Esses compostos têm atraído interesse crescente na pesquisa farmacêutica devido à sua química única de enxofre e à capacidade de participar de reações redox.

Experimentos preliminares mostraram que tanto o GSSSG quanto o LASSS reduziram a nitração nos locais Y198 e Y250 no HGF. No entanto, nenhum dos compostos restaurou totalmente a capacidade da proteína de se ligar ao receptor.

Os pesquisadores então aumentaram a proporção molar de HGF para trissulfeto de 1:4.000 para 1:8.000.

LASSS produz um forte sinal HGF

Concentrações mais altas produziram um resultado inesperado. Quando o HGF foi misturado com LASSS, a sua capacidade de se ligar ao C Met mais do que duplicou a do HGF não tratado.
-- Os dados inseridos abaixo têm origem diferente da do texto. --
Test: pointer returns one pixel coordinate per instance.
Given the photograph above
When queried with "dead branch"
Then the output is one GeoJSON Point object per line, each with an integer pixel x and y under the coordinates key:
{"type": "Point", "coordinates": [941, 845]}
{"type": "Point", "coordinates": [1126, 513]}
A proteína torna-se mais resistente à perda de função causada pela nitração, principalmente no Y198.

Essa melhoria só foi observada com o LASSS. GSSSG não produziu o mesmo efeito.
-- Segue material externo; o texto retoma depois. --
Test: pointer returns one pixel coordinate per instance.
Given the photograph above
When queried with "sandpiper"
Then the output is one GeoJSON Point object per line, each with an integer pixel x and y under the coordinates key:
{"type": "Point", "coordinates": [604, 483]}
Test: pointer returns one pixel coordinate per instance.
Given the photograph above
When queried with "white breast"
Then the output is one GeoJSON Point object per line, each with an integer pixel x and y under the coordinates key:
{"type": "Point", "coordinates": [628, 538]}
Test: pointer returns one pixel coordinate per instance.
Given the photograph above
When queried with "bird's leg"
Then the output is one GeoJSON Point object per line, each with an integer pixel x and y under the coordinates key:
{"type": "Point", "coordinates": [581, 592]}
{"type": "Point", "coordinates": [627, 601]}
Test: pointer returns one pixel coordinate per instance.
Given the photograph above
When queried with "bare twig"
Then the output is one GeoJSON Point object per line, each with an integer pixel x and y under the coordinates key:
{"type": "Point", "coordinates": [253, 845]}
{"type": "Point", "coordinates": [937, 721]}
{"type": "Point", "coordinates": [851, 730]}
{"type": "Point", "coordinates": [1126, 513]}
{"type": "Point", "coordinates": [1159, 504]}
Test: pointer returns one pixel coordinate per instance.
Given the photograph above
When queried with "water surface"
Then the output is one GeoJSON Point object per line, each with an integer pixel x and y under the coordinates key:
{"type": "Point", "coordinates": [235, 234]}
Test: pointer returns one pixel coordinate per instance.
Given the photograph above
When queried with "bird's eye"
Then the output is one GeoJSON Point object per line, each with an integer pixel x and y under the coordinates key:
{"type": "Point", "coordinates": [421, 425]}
“Superou as nossas expectativas”, comentou Tatsumi. “Sabíamos que os trissulfetos têm várias funções biológicas, mas nunca esperávamos que a combinação do HGF com o LASSS produzisse um efeito tão interessante.

“O que isto nos diz é que o LASSS faz mais do que apenas neutralizar moléculas reativas. Ele pode interagir diretamente com o HGF e induzir uma mudança estrutural sutil, criando uma forma estendida de ‘super HGF’ que se liga mais fortemente ao c-Met e evita a nitração.”

Os resultados sugerem que o LASSS pode alterar diretamente a estrutura do HGF de forma benéfica. Em vez de atuar apenas como antioxidante, o composto pode criar uma forma mais ativa da proteína que se liga mais fortemente ao seu receptor, evitando danos químicos.

Um modelo de rato tem resultados promissores

Para determinar se os efeitos protetores também poderiam ocorrer em tecidos vivos, a equipe testou o LASSS em camundongos com atrofia muscular causada pela suspensão da cauda.

Os ratos tratados com LASSS antes do procedimento apresentaram nitração significativamente menor do que os ratos não tratados. Mais uma vez, o GSSSG não proporcionou protecção mensurável. Estes resultados indicam que os efeitos benéficos do LASSS não se limitam a experiências laboratoriais envolvendo proteínas isoladas.

No entanto, serão necessários estudos adicionais envolvendo animais idosos para determinar se o LASSS é seguro e eficaz in vivo.

Uma estratégia potencial para preservação muscular

A descoberta pode apoiar o desenvolvimento de novas abordagens para a reparação muscular durante o envelhecimento, mantendo repouso prolongado na cama e outras condições associadas a longos períodos de inatividade.

Os investigadores acreditam que os efeitos do LASSS no HGF podem aplicar-se a múltiplas espécies, incluindo humanos e animais de companhia, como cães e gatos. No futuro, esta abordagem poderá ajudar as pessoas a manter a energia, a independência, a qualidade de vida e uma vida saudável mais longa à medida que envelhecem.